The recent practical syllabus of Dravyaguna vijnana, recommended by CCIM, New Delhi, is a step to achieve this aim. Till now no exclusive practical book on Dravyaguna is available which can guide the students to carry out practical work for the identification of both organized as well as unorganized drugs. Therefore it was thought worthy to draft a book, based on practical experience, which can guide the teachers, students and technicians engaged in Dravyaguna practical.
The present book is an attempt to provide baseline information about minimum knowledge about the equipments needed for conducting Dravyaguna practical. Definition of various plant parts with diagrammatic presentation of various plant parts with an example of Ayurvedic medicinal plant for the correct botanical identification of the plant. Minimum preparatory requirements for conducting a systematic field tour, preservation of dry and wet drug sample through standard herbarium technique method.

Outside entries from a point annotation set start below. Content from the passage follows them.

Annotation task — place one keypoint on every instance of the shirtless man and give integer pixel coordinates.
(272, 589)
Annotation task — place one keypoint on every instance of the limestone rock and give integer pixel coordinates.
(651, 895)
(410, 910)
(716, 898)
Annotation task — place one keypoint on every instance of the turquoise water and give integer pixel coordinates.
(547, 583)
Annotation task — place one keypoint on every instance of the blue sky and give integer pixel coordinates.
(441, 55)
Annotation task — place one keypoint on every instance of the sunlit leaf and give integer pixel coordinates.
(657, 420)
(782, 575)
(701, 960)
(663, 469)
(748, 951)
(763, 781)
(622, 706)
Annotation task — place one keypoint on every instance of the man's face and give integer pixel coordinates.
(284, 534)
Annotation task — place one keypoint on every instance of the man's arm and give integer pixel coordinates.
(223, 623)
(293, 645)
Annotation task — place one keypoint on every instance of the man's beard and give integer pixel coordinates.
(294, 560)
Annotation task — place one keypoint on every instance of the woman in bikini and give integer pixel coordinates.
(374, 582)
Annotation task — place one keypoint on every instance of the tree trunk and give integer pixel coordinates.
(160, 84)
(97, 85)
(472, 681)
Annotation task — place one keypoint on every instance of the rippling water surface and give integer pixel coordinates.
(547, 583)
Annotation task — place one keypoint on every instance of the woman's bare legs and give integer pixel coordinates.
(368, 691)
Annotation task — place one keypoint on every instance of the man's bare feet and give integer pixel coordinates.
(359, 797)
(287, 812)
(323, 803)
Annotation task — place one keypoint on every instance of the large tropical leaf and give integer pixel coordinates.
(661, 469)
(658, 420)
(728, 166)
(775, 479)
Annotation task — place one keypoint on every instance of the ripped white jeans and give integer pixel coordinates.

In this book we have tried to give more emphasis on identification of different plant parts as prescribed in the BAMS syllabus. Each drug was experimented in the laboratory and the drawings included in the book have been solely made by us from the powders in our laboratory from authenticated samples. Different plant parts i.e. root, stem, fruit, rhizome, seed, flowers, bark, leaves including exudates, were dealt with relation to their botanical source, official source, synonyms, availability, identifying macroscopic characters of both fresh and dry conditions, transverse sections, organoleptic characters, powder microscopy, histochemical evaluations, pharmacological actions, adulterants, substitute and important formulations. Syllabus has been covered in a simple format and language. All diagrams are scientifically labelled and self explanatory. Efforts have been made to provide maximum description through self-sketched diagrams. For easy understanding of non Ayurvedic persons, the English equivalents of classical Ayurvedic terms (disease conditions), as mentioned in Ayurvedic Formulary of India, have been provided. At the end of the book, definition of pharmacological terms and index of botanical terms have been provided.
It is our earnest hope that this book will full fill the expectations of the students and teachers of Ayurveda and Pharmacy. It is our first attempt in this direction, there may be short comings. Constructive suggestions for improvement and corrections of inadvertent errors, if any, will be gladly and gratefully received, highly appreciated and carefully considered.